Desert Isle Keeper
Born in Fire
It has always been easier for me to name my favorite actor or author rather than my favorite movie or book of all time. Nora Roberts wins my vote for all-time-favorite Romance novelist and her first installation of the Born In trilogy, Born In Fire, is a spellbinding adventure through the passion, loyalty, independence and creativity that consumes the main character, Maggie Concannon.
Roberts hooked me with a line of stubbornness that I recognize within myself and carried me through the novel with Maggie’s sheer determination to make a better life for her family and herself overcoming a formidable, unhappy childhood, defeating an obstinate desire to be alone and surrendering to Rogan Sweeney, a stubborn passionate businessman, who shows her that her dreams and desires don’t have to stay trapped in a glass orb of swirling color.
Roberts writes a character that far exceeds her normal heroine with inner-strength and bravery. Maggie is the kind of woman that every wife, mother, daughter and sister yearns to be. Rogan describes Maggie perfectly during an argument when he states, “…simple is exactly what you are not…Canny, obstinate, brilliant, bad-tempered and beautiful you are…But simple, never.”

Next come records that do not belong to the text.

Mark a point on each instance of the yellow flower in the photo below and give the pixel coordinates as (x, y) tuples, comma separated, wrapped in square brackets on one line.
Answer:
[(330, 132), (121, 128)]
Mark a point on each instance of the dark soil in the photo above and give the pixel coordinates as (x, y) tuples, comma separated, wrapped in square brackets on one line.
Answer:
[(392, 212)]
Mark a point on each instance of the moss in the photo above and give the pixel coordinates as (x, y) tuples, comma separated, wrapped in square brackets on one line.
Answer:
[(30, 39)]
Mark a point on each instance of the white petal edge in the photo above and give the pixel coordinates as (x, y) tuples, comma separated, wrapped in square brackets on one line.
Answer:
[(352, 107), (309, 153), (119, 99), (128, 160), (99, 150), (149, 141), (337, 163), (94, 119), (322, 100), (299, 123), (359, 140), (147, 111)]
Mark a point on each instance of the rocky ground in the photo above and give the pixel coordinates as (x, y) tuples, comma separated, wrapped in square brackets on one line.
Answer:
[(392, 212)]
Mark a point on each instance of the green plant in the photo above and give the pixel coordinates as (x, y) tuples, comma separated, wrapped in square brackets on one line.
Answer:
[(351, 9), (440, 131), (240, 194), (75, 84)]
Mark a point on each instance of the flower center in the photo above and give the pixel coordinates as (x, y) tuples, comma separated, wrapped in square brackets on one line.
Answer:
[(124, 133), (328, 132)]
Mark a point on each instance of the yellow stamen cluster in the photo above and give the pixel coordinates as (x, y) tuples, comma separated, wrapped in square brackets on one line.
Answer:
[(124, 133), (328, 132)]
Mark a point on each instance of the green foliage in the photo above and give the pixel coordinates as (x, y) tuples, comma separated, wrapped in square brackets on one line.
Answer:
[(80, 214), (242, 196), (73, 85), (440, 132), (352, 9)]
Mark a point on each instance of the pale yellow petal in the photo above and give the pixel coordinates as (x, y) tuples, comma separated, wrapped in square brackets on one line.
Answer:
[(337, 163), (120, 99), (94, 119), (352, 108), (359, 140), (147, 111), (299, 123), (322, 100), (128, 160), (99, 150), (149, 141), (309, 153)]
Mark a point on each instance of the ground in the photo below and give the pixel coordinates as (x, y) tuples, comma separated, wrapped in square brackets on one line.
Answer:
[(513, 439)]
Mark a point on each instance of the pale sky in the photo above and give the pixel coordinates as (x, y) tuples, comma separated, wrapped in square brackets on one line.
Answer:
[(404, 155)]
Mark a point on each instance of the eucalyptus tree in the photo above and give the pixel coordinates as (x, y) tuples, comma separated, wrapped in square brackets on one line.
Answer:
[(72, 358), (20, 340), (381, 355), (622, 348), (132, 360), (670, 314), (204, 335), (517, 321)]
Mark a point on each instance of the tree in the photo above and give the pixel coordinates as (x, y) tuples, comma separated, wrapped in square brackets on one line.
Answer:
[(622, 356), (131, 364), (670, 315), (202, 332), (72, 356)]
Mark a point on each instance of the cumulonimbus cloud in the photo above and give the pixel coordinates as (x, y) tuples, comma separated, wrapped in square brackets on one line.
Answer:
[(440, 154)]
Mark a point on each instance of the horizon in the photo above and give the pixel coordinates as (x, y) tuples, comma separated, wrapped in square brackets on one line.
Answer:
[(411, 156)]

I envy Maggie’s passion for life and her talent. Maggie realizes her gift as an artist. “I learned the craft [in a Venice glass house], but not the art…Because the art is in me,” she explains to Rogan early on. She is tied to her craft, admitting that she “pulls something out of [herself] and creates it, makes it solid, tangible, real…” These two statements explain her stubbornness to allow herself to be controlled and managed by Rogan professionally and hint at the barriers that stand between them personally.
Roberts brings all of Maggie’s passions to a head in a scene of searing intensity. All Maggie’s emotions, creativity and sexuality pour out of her after Rogan delivers the check of her share of the profits from her first showing. You feel the responsibility lift off her shoulders and suddenly you want to run through the meadows with her toward release — sexually, professionally and emotionally. The beauty of Born In Fire, not-withstanding the Irish country backdrop and the explicit description Roberts contributes to the overall story, is that it makes you want more. I ran out the day after I read it the first time and bought the rest of the series to satiate my curiosity about the happily-ever-after endings of the rest of the Concannon family. Born In Ice and Born In Shame did not disappoint, either. It had been a long time since I read a satisfying, hopelessly romantic trilogy in two days time!